Physical and anatomical variances like obesity and hyperpronated (flat) arches put an individual at risk. Also, improper footwear and gait abnormalities increase the propensity to develop shin splints. The physical exam is important to separate shin splints from other pathologies like fractures. Palpating the length of the tibia, anteromedially and posteromedially, is important. Pain and tenderness are present on the exam. In severe cases, nodules can be palpable. Sometimes, manipulation of the ankle and assessing for tightness in soleus and gastrocnemius can be an indication for shin splints. Rest, ice, compression, and nonsteroidal anti-inflammatory drugs (NSAIDs) are the mainstay of shin splint management, in that order. Shin splints pain that is resistant to conservative management or pain that occurs outside of inducing activity may require imaging to rule out a stress fracture and other pathologies.
Tibial stress fractures have a similar presentation to shin splints. The epidemiology is also similar, with the addition of avid runners, and people with low BMIs. An X-ray is the first-line, but inconclusive imaging modality. X-rays often miss stress fractures, especially in the initial inflammatory period. The patient can undergo another X-ray after 2 to 3 weeks, or if an urgent diagnosis is needed, they can opt for an MRI. An MRI is the most sensitive imaging modality for tibial stress fractures and can aid in excluding other pathologies like acute compartment syndrome.  Bone scintigram scan can also be performed to highlight a stress fracture. The conservative management for stress fractures is the same as shin splints. However, patients are to refrain from running or stressful activities to the leg for 6 to 8 weeks. Patients may also wear a pneumatic brace when they return to activity.
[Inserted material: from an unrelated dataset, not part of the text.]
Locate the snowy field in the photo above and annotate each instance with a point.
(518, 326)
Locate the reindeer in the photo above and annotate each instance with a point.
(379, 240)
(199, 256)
Apophysitis of the tibial tubercle, or Osgood-Schlatter disease, is another pain syndrome of the tibia. The pain is located directly below the knee with that, like shin splints, gets worse with activity and improves with rest; this is the point where the patellar tendon inserts on the tibia and can become stressed with repeated use of the knee. A palpable bony prominence can be present, and palpation to this point can be extremely painful. Rest and ice are the mainstays of treatment. Since this syndrome is most common in ten to fifteen-year-olds, the symptoms usually resolve as the epiphyseal plates close.
Compartment syndrome is a significant complication of tibial fractures and other traumas to the leg. Following the trauma, blood and other fluids fill the compartments created by the thick fascia and bones. This increased fluid within the compartments causes an increase in pressure that can compress the venous return, which can lead to tissue ischemia and cellular death. Within six to eight hours of compression, irreversible damage to the muscles and nerves within the compartments. Monitoring the intramuscular pressure is the current basis of diagnosis, although other methods are under investigation. The mainstay of treatment is rapid fasciotomy to decrease pressure and restore venous return.